Dans une tentative de dépeindre des cadres sociopolitiques spécifiques via une grande diversité de pratiques, le cinquième étage du musée regroupe des témoignages en provenance d’Angola, du Caire et d’Israël qui apportent un commentaire sur leurs conditions culturelles actuelles respectives. Rusty Mirage (The City Skyline) de Kiluanji Kia Henda fait en cela forte impression : ses photographies en noir et blanc figurent des installations géométriques vides qui dessinent les contours de gratte-ciel dans les déserts de Jordanie et des Émirats arabes unis. Ces formes modernistes creuses témoignent d’une désillusion face à la croissance économique rapide entraînée par les investisseurs étrangers à Luanda et dans d’autres villes au développement similaire, tout en créant des parallèles avec la tradition locale des “sona”, ces dessins tracés à même le sable, conférant à l’œuvre une allure plutôt poétique.
Le quatrième étage, qui est une réussite curatoriale, développe un peu plus ce même thème en présentant des œuvres qui semblent dialoguer les unes avec les autres autour de la question de la recherche de l’identité personnelle dans la structure mondialisée du développement technologique et socio-économique. Les meilleurs exemples en sont peut-être les broderies de Verena Dengler (Sponsors, Untitled et Performance Proletarians) dans lesquelles l’artisanat traditionnel rencontre la culture contemporaine en un commentaire de l’impact du progrès technologique sur la civilisation. La vidéo d’Oliver Laric suit sensiblement la même ligne, son usage de séquences animées soulignant cet effet via les mutations infligées à ses personnages. Quant aux subtiles structures géométriques de José León Cerrillo qui parsèment l’espace, elles créent l’impression d’une immersion et d’une exploration réellement incarnée, changeant la dimension conceptuelle en une expérience intime.
À la différence de l’étage précédent, le troisième propose une concentration d’installations d’envergure qui résulte, pour le visiteur, en l’expérience d’un espace bruyant mais à la tonalité plus simpliste. Ressemblant plus à une galerie marchande qu’à une galerie d’exposition du fait de l’absence de thème fédérateur et d’un manque cruel de dialogue entre les œuvres, il entraîne ces dernières dans une lutte pour être correctement perçues au milieu de la cacophonie visuelle et sonore. Untitled, la vidéo de Shadi Habib Allah — absolument sans rapport avec les œuvres avoisinantes — se présente comme l’étude d’une culture marginalisée et le témoignage des forces de la globalisation à l’œuvre dans une réalité toute autre que celle que nous avons tendance à fantasmer au sujet de la vie des Bédouins d’Égypte. L’artiste s’est infiltré clandestinement dans leur communauté pendant de longs mois au risque de sa vie, et en a retiré un récit poignant de la terrible situation d’un symbole culturel, sans en tirer aucune déduction anthropologique, comme seul un artiste pouvait le faire.

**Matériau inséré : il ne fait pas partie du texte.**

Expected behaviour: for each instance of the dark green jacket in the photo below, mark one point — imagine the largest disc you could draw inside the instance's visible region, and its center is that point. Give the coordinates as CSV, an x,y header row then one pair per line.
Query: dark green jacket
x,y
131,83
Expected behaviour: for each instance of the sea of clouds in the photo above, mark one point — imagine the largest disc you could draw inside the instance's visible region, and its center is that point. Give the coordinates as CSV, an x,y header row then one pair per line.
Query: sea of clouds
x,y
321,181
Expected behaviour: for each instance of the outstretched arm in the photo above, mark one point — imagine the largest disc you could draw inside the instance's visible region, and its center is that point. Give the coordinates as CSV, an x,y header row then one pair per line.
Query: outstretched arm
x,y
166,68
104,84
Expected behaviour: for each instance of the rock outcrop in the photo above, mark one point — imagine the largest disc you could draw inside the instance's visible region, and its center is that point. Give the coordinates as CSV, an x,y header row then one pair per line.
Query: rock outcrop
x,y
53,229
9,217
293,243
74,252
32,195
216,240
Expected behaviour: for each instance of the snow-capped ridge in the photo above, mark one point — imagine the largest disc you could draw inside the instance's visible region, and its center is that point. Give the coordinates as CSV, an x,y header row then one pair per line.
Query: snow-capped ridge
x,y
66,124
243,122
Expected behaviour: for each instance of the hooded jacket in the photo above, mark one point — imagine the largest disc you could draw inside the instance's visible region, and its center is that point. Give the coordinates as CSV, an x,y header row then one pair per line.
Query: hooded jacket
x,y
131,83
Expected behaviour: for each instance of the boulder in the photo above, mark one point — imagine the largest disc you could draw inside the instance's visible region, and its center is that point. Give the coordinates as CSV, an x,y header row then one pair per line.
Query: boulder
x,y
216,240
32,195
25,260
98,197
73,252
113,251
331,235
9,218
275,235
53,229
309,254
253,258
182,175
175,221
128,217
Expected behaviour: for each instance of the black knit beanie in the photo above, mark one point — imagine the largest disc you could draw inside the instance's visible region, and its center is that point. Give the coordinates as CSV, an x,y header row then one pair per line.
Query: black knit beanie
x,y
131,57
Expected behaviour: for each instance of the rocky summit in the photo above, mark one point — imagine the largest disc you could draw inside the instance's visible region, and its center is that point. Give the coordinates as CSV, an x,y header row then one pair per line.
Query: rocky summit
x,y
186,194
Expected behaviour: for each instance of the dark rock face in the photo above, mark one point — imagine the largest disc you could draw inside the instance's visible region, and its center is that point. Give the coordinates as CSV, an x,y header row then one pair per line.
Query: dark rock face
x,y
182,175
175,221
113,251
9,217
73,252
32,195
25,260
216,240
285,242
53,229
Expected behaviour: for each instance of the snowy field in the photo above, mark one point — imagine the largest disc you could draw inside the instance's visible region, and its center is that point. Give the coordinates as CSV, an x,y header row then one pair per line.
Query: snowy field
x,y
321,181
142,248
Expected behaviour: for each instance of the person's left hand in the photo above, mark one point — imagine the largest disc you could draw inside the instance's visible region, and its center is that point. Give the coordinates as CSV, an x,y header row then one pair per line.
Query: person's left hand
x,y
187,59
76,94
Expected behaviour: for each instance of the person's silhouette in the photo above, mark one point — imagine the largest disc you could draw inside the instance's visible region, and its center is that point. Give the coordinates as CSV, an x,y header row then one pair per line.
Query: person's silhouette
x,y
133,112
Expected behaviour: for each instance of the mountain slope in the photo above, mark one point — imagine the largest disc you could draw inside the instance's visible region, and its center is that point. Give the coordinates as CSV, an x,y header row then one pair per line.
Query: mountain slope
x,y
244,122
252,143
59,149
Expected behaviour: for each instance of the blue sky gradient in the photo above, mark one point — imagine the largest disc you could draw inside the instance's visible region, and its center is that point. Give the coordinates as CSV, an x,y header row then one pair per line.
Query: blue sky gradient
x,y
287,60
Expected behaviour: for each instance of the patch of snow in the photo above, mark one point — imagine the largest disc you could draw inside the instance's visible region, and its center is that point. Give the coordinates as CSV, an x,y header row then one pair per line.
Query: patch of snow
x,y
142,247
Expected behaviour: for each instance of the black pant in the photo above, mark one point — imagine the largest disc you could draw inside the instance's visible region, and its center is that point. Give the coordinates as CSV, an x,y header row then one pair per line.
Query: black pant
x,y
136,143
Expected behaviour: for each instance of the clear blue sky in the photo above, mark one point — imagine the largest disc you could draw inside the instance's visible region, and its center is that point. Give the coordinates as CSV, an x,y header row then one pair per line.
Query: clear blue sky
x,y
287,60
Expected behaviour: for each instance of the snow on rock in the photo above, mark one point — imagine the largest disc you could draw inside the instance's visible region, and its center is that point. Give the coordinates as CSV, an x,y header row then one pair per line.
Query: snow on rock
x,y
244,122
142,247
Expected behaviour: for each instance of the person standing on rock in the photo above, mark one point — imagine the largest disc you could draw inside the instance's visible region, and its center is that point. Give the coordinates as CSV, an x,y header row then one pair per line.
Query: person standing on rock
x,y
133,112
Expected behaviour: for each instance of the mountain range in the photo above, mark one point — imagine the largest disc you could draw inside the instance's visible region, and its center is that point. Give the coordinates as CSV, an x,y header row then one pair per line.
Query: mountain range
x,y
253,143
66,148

S’attachant au thème du progrès dans notre civilisation en relation à la nature et à l’environnement, le deuxième étage explore l’impact de ce développement sur l’espace social et public. Les œuvres les plus remarquables sont alors celles de Frank Benson (Juliana), reconfiguration d’une forme humaine en un être de métal virtuel hyperréaliste ; d’Eduardo Navarro (Timeless Alex), dont la performance à Central Park et le costume de tortue demandent avec humour la reconsidération de la vitesse dans notre monde numérique contemporain ; et de Daniel Steegmann Mangrane, dont le Phantom en réalité virtuelle offre une expérience immersive dans la forêt tropicale brésilienne et rehausse l’approche de la question de la subjectivité mise en œuvre à cet étage.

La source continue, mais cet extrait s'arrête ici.